Вспоминаются Михаилу Ивановичу рассказы москвичей, его знакомых, о последних Горбатовых… Потом совсем меркнет блеск славного имени, не слыхать и не видать теперь Горбатовых… Один только этот старик, возвращенный из Сибири… Последний…

И вдруг старые грезы снова наплывают со всем своим соблазном.

"Дайте мне средства! - шепчет Михаил Иванович старую фразу, которую так часто повторял он лет десять тому назад. - Дайте какое-нибудь оружие, тогда можно будет показать себя…"

"Да, многое можно сделать, можно поработать для поднятия падающего рода… И снова заблещет старое имя! Я Горбатов!.."

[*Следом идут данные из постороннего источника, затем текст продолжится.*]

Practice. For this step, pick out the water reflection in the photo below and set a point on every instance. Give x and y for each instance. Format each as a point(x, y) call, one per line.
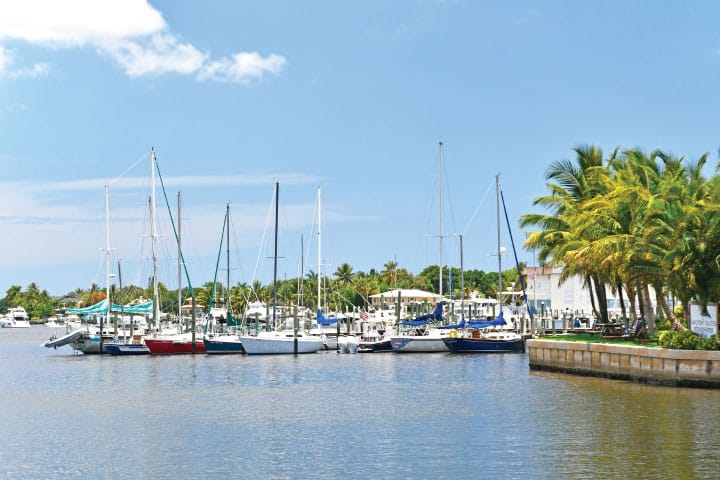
point(339, 416)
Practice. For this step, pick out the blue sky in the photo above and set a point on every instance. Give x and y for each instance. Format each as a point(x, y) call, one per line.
point(352, 97)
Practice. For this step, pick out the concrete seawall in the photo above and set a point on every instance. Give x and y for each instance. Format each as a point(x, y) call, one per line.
point(681, 368)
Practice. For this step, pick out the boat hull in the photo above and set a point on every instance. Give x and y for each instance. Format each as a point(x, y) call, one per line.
point(15, 324)
point(223, 346)
point(279, 345)
point(371, 347)
point(479, 345)
point(173, 347)
point(420, 344)
point(126, 349)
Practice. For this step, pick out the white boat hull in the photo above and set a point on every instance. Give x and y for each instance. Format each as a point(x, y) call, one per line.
point(10, 323)
point(418, 344)
point(275, 343)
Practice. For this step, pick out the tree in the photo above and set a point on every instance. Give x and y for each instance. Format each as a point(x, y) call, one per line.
point(344, 274)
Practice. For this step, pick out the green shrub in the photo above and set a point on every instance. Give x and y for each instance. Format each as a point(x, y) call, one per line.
point(710, 343)
point(680, 340)
point(663, 324)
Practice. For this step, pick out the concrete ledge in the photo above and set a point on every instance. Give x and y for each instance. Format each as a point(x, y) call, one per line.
point(681, 368)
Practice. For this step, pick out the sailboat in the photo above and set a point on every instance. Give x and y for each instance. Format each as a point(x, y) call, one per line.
point(84, 340)
point(424, 337)
point(132, 345)
point(487, 336)
point(225, 342)
point(328, 327)
point(174, 343)
point(16, 317)
point(279, 341)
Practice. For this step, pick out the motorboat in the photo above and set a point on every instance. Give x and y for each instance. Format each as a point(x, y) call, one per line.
point(16, 317)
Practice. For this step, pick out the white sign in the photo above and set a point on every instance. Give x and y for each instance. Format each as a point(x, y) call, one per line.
point(703, 325)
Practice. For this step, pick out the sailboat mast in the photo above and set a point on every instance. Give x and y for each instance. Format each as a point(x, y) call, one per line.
point(441, 218)
point(180, 301)
point(277, 201)
point(319, 254)
point(302, 272)
point(227, 253)
point(107, 263)
point(497, 199)
point(153, 238)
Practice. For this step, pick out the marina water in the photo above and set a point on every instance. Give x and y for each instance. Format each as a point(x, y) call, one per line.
point(324, 415)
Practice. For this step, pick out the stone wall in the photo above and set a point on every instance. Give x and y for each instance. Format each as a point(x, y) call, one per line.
point(687, 368)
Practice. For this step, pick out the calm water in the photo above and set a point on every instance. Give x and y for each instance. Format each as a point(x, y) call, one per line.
point(338, 416)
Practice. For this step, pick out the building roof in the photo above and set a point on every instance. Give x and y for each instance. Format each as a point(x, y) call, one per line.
point(405, 293)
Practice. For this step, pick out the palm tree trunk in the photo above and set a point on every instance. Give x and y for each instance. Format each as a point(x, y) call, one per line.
point(662, 301)
point(649, 313)
point(622, 301)
point(601, 296)
point(588, 283)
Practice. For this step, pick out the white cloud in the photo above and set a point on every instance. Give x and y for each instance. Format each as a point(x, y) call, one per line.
point(37, 70)
point(131, 32)
point(162, 54)
point(527, 17)
point(242, 67)
point(77, 22)
point(6, 58)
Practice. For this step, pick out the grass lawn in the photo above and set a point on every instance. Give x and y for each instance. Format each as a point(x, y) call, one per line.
point(597, 338)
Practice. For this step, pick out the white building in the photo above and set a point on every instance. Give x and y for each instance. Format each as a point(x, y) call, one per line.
point(545, 294)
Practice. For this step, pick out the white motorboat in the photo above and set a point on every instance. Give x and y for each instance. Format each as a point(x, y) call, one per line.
point(16, 317)
point(282, 342)
point(427, 342)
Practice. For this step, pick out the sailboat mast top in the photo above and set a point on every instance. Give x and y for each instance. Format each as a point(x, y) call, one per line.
point(277, 201)
point(497, 198)
point(319, 250)
point(153, 239)
point(441, 218)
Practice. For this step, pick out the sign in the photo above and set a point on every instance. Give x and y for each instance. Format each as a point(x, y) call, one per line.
point(703, 325)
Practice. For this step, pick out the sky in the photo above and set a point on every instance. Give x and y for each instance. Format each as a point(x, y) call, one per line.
point(352, 98)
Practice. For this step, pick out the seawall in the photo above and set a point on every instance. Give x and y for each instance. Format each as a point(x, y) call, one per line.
point(680, 368)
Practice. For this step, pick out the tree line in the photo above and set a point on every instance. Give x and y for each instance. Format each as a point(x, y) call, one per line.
point(632, 221)
point(346, 290)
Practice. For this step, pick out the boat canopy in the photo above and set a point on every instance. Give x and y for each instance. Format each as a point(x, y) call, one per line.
point(101, 307)
point(324, 321)
point(425, 319)
point(499, 321)
point(457, 325)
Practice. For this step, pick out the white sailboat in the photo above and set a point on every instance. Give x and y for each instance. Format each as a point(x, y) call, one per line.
point(16, 317)
point(283, 341)
point(423, 337)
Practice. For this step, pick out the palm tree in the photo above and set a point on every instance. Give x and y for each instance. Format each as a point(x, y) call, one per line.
point(558, 243)
point(389, 272)
point(344, 274)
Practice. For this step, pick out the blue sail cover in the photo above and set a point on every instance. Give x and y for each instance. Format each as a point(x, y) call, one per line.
point(499, 321)
point(325, 321)
point(101, 308)
point(425, 319)
point(457, 325)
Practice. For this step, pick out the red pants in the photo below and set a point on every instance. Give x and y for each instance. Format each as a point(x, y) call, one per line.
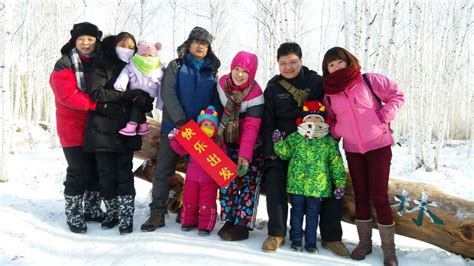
point(370, 173)
point(199, 205)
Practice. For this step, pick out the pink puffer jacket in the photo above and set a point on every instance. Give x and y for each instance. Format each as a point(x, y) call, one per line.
point(251, 108)
point(359, 119)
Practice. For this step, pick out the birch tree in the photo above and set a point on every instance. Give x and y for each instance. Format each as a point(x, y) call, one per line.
point(6, 9)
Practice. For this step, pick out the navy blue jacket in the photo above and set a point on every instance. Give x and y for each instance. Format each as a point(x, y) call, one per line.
point(187, 90)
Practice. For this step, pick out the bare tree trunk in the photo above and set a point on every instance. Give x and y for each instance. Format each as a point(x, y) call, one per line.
point(6, 130)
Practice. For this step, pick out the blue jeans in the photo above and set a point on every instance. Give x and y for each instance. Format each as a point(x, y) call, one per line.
point(301, 206)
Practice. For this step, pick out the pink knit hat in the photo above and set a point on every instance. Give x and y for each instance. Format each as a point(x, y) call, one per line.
point(146, 48)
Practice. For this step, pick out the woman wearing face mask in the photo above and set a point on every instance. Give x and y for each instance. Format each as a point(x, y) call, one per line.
point(70, 81)
point(114, 152)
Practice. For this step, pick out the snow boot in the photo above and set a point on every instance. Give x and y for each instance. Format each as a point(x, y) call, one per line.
point(272, 243)
point(311, 248)
point(236, 233)
point(297, 245)
point(178, 216)
point(153, 222)
point(204, 232)
point(130, 129)
point(126, 208)
point(187, 228)
point(143, 129)
point(228, 225)
point(111, 216)
point(364, 248)
point(92, 210)
point(75, 214)
point(387, 237)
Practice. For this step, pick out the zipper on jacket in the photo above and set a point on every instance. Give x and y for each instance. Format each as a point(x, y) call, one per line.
point(359, 139)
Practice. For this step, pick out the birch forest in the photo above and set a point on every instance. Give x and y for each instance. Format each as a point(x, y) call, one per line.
point(427, 47)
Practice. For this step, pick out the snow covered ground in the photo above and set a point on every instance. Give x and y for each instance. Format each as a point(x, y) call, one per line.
point(33, 229)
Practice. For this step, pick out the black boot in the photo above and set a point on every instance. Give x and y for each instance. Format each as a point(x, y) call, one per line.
point(126, 209)
point(75, 214)
point(228, 225)
point(236, 233)
point(92, 210)
point(111, 215)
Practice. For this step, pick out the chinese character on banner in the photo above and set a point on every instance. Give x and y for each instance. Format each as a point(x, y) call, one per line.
point(200, 146)
point(187, 133)
point(225, 173)
point(207, 153)
point(213, 159)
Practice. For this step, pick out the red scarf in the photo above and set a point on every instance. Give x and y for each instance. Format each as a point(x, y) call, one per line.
point(341, 79)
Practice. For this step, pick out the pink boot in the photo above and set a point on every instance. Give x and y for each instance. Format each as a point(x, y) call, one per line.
point(143, 129)
point(130, 129)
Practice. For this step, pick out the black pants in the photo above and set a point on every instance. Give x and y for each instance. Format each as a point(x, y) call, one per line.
point(115, 173)
point(277, 200)
point(165, 169)
point(81, 172)
point(277, 207)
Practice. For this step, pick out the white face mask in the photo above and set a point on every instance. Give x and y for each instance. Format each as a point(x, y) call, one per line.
point(313, 130)
point(124, 54)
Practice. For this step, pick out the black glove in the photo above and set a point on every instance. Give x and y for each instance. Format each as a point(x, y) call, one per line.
point(111, 110)
point(130, 95)
point(144, 103)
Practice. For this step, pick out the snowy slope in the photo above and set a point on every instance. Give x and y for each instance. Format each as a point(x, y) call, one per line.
point(33, 228)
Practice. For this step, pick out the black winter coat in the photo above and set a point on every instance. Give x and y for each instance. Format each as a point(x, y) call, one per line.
point(102, 133)
point(281, 110)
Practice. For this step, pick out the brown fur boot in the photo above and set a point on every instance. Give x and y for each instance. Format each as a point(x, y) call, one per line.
point(364, 248)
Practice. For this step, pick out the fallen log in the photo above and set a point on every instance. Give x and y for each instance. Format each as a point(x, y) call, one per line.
point(420, 210)
point(423, 212)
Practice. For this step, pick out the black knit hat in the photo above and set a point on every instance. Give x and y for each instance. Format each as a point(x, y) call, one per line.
point(200, 34)
point(83, 28)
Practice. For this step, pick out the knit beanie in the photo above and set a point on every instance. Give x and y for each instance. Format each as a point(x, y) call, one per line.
point(200, 34)
point(312, 108)
point(209, 114)
point(146, 48)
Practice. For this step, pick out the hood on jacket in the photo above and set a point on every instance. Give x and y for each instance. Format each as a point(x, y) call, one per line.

"Пойди, скажи им это! - вдруг шепчет насмешливый голос. - Пойди скажи - и они рассмеются над тобою, втопчут тебя в грязь… И стыд, унесенный тобою когда-то из их общества, покажется тебе ничем в сравнении с этим новым стыдом!.. Незаконный сын Горбатова и петербургской мещанки! Кто же тебя признает? Да и незаконным-то сыном ты не смеешь назваться - у тебя отец и мать! Что же, подводить их под ответственность станешь, добиваясь своего позора?"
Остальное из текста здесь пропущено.